The film is not about AIDS as a social and political problem. It uses the enormous present concern over the epidemic as a means to an end in broaching a far larger, timeless problem. The issue that concerns the filmmakers is based upon a distinction that has been crucially central to the American protest movements—whether this is a nation based upon people or upon law, as Andrew Beckett makes clear when he justifies his suit by explaining, "I love the law, to see justice done."

The film is a very rare example of the oldest form of drama in the European tradition, classical tragedy in a medium that has been almost entirely exploited by melodrama. So far the most substantial and challenging reservations about the film have been directed at the sudden change three-quarters of the way through, from the neutral naturalism of the visual image to an unprecedented surrealistic sequence during an interview between Beckett and Joe Miller, his attorney. Miller has been trying to keep his client's mind on the testimony that he will give the next day; but Beckett becomes evasive and puts on a recording of Maria Callas singing the aria "La Momma Morta" from Umberto Giordano's opera André Chénier. The screen is suffused with a demonic red glow as a smouldering fireplace blazes forth, symbolizing the passionate fire burning in Beckett.
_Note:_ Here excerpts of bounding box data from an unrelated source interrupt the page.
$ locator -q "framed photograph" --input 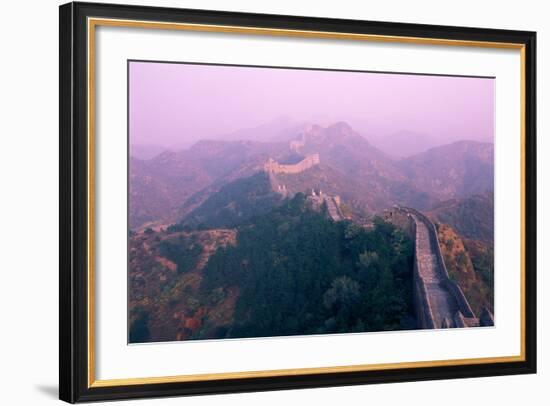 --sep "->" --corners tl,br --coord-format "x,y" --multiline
60,3 -> 536,402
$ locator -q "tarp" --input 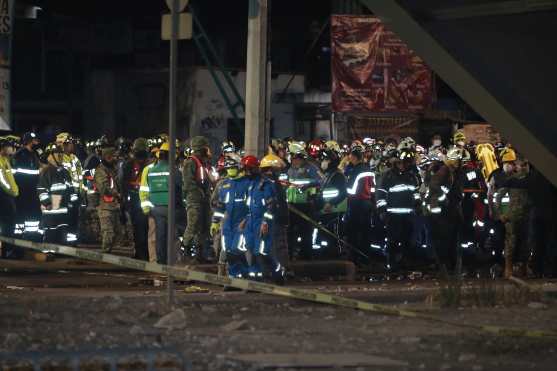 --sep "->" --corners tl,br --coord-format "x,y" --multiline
0,0 -> 14,130
331,15 -> 433,113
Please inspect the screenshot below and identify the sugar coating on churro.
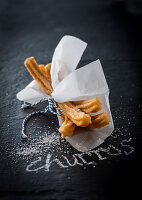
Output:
[59,116,75,138]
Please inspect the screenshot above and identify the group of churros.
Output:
[24,57,110,138]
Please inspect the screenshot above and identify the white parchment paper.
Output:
[17,36,114,152]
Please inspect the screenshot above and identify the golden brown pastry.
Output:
[88,112,110,128]
[24,57,109,137]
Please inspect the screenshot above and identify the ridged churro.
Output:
[88,112,110,128]
[24,57,53,95]
[59,116,75,138]
[24,57,109,138]
[58,102,91,127]
[72,97,102,114]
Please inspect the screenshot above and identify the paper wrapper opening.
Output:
[17,36,114,152]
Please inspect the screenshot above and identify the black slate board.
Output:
[0,0,142,200]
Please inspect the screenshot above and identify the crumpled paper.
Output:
[17,36,114,152]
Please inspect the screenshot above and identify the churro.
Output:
[24,57,53,95]
[59,116,75,138]
[24,57,109,138]
[58,102,91,127]
[88,112,110,128]
[72,97,102,114]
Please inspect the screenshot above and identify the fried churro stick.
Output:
[72,97,102,114]
[24,57,91,127]
[58,102,91,127]
[88,112,110,128]
[39,63,51,81]
[59,116,75,138]
[24,57,53,95]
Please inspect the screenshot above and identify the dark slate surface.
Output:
[0,0,142,200]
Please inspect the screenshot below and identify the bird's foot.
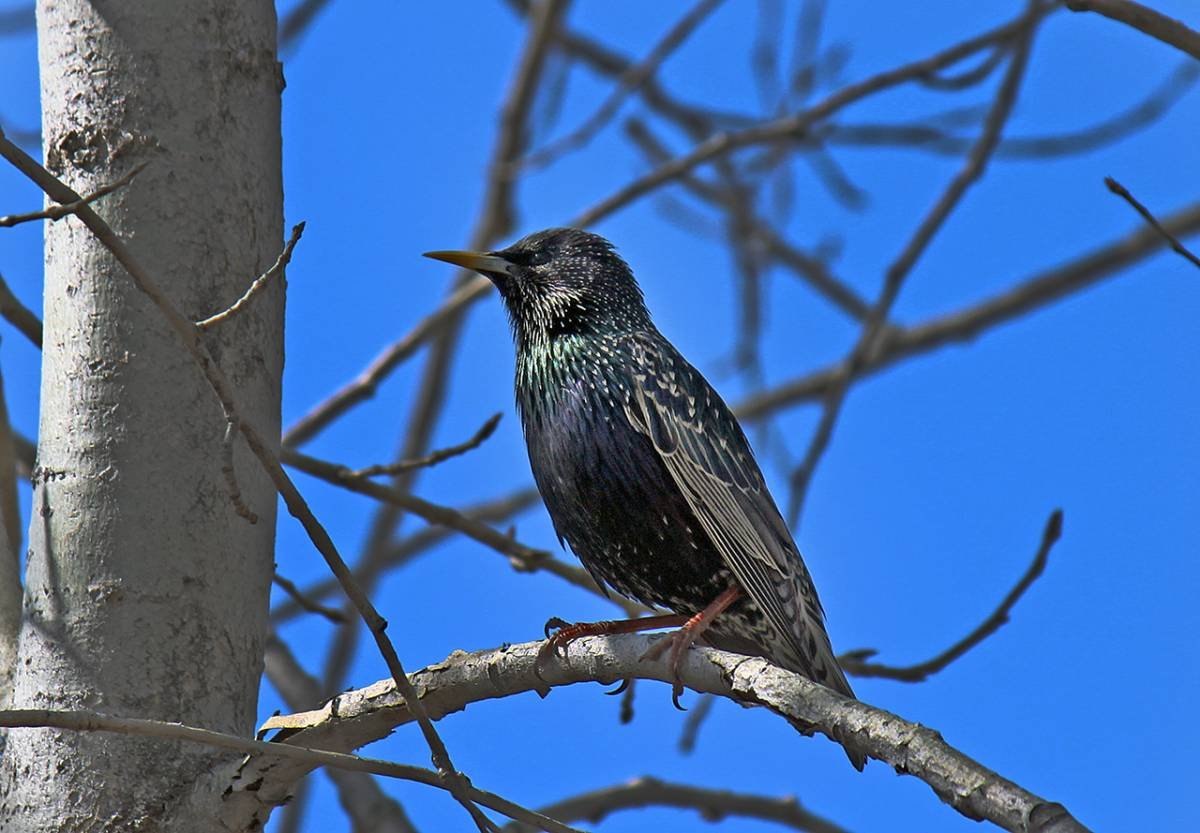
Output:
[640,587,742,712]
[533,613,686,682]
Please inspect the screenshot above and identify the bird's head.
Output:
[425,228,650,347]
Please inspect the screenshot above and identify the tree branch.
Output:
[1104,176,1200,266]
[787,9,1042,525]
[1067,0,1200,60]
[196,223,305,330]
[504,775,847,833]
[281,449,647,616]
[0,124,494,831]
[734,203,1200,420]
[0,708,580,833]
[838,509,1062,683]
[242,635,1086,833]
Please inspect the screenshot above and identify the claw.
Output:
[605,677,630,697]
[542,616,570,640]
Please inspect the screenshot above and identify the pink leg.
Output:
[642,587,743,711]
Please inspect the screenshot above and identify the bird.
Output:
[425,228,865,769]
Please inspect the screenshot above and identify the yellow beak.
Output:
[425,251,512,275]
The producers tried to cut this episode, and many reviewers have found it irrelevant and fatuous; but Demme and Hanks fought to retain it, even though its significance has been generally misunderstood. Typical of the bewildered reaction is Alan Stanbrook's comment in The Sunday Telegraph that "many will wince at the embarrassing scene where Hanks tries to explain what opera means to gays." As Hanks stressed in this interview, the film does not attempt to represent some collective psyche of the gay community. The episode is a strictly personal statement, as he moves from routine questions about the litigation into the vision that explains his sometimes inscrutable behaviour, when Beckett speaks for himself as an "adventurous spirit," declaiming histrionically over the soaring music: "I am divine. I am oblivious. I am the god come down from the heavens to earth to make of earth a heaven."
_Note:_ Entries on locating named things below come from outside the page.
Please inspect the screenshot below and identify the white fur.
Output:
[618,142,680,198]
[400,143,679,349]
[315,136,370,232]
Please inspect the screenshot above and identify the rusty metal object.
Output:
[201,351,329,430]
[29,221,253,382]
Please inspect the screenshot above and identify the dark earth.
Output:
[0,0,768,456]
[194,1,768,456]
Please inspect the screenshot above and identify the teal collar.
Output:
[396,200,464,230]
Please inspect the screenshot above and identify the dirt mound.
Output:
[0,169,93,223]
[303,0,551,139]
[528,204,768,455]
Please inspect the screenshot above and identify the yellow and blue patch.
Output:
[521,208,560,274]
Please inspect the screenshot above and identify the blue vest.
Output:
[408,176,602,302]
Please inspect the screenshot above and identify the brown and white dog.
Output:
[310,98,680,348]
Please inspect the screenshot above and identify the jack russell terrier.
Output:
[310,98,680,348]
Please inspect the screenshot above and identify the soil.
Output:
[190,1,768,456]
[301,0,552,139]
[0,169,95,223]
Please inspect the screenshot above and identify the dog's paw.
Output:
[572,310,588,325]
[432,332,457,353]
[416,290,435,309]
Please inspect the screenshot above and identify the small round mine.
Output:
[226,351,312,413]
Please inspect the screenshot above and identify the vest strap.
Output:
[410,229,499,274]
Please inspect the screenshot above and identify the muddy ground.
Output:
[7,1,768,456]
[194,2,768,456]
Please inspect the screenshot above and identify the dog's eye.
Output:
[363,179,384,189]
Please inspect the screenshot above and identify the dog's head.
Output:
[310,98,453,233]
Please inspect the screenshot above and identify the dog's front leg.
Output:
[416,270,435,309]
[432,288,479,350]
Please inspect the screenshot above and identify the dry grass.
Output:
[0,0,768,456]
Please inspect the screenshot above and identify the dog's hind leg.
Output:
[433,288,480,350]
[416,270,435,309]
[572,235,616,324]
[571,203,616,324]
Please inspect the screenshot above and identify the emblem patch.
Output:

This reference to divinity establishes the link between classic tragedy and the film. Whether intentionally or not, scriptwriter Roy Nyswaner echoes the myth of Philocetes, a great bowman, who is banished during the Trojan War by his fellow Greeks to a deserted island when a snakebite gives him a noxious and incurable wound; but they must bring him back as a seer decrees that Troy can only be taken with his bow and arrows. Philocetes comes to a happier end than Andrew Beckett, but their relationship is highlighted by one of the key lines in the film as the jury playing the role of the classic chorus decides that when the firm gave Beckett the big assignment, they were sending in not a disappointing employee, but their "top gun."

Even more pervasive as a subtext throughout the film is the myth of Icarus, the son of the ingenious Daedulus, who made the men wax wings with which to fly out of the labyrinth where they were imprisoned. Icarus flew too close to the sun and the wax melted, so that he fell to his death in the sea. Andrew Beckett is another "adventurous spirit" who has flown too high and taken too many risks. In the surrealist opera episode, viewers are presented a glimpse beneath the quotidian reality of the legal proceedings into the inner vision of Andrew Beckett, who is motivated by a principle that David Thomson finds at work in some of Hank's other films, that "Fantasy soars above any hope of duty or intelligence." Beckett is brilliant, seeking to end injustice and make a heaven on earth; but he is also oblivious to dangerous risks in his pursuit of the ideal. This complex and still puzzling film shows the possibilities rarely realized so far of using the cinema to update classic myths as they have been used in the past in literature to probe our present condition.